11 July 2024

A Thai man is facing charges for criminal defamation, and possibly computer crimes, for allegedly adding, to the Thai language Wikipedia entry for controversial Thai virologist Prof. Dr. Yong Poovorawan, a claim that Dr. Yong is the “Sinovac salesman for the Prayut Chan-o-cha administration”.

Police searched the Bangkok home of a 24-year-old engineering graduate yesterday (Monday) and confiscated his mobile phone, which is thought to have been used for the alleged crime. This followed a complaint filed by Dr. Yong’s representative. The phrase has since been deleted from the Wikipedia page.

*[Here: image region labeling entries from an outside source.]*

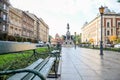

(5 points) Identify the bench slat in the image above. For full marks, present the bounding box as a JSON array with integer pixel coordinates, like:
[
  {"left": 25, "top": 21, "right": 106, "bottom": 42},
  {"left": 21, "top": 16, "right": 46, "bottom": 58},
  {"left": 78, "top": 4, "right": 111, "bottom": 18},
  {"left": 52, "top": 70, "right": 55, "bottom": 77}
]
[
  {"left": 7, "top": 59, "right": 43, "bottom": 80},
  {"left": 0, "top": 41, "right": 36, "bottom": 55},
  {"left": 33, "top": 58, "right": 55, "bottom": 80}
]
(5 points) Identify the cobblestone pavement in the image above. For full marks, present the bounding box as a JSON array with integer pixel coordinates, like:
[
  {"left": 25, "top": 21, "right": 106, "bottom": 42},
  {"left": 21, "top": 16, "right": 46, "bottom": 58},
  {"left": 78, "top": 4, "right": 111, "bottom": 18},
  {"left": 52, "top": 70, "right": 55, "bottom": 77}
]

Dr. Yong, a famed virologist who heads Chulalongkorn University’s Center of Excellence in Clinical Virology, has voiced several medical opinions deemed to be in favour of the government’s vaccination campaign, which relies heavily on China’s whole virus Sinovac vaccine, amid recent expert findings that it is ineffective in fending off the highly contagious Delta variant, and growing calls for more and faster procurement of mRNA vaccines.

On Monday, Dr. Anan Jongkaewwattana, a virology researcher at the National Centre for Engineering and Biotechnology (BIOTEC), said clinical research, jointly conducted by BIOTEC and the clinical research centre of the Faculty of Medicine of Thammasat University, has found that the efficacy of two doses of Sinovac vaccine drops by half every 40 days.

Yesterday, Dr. Yong held a press conference advocating for the National Communicable Disease Committee’s (NCDC) decision on Monday to use the “mix and match” vaccination approach, whereby the British-Swedish AstraZeneca vaccine will be used as a second dose for those who have received only one dose of Sinovac, 3-4 weeks apart, and as a third “booster” shot for medical personnel, most of whom have received both doses of Sinovac.

Dr. Yong said the approach will work well, and faster, in boosting the immunity level, as two doses of AstraZeneca are normally administered 10-12 weeks apart.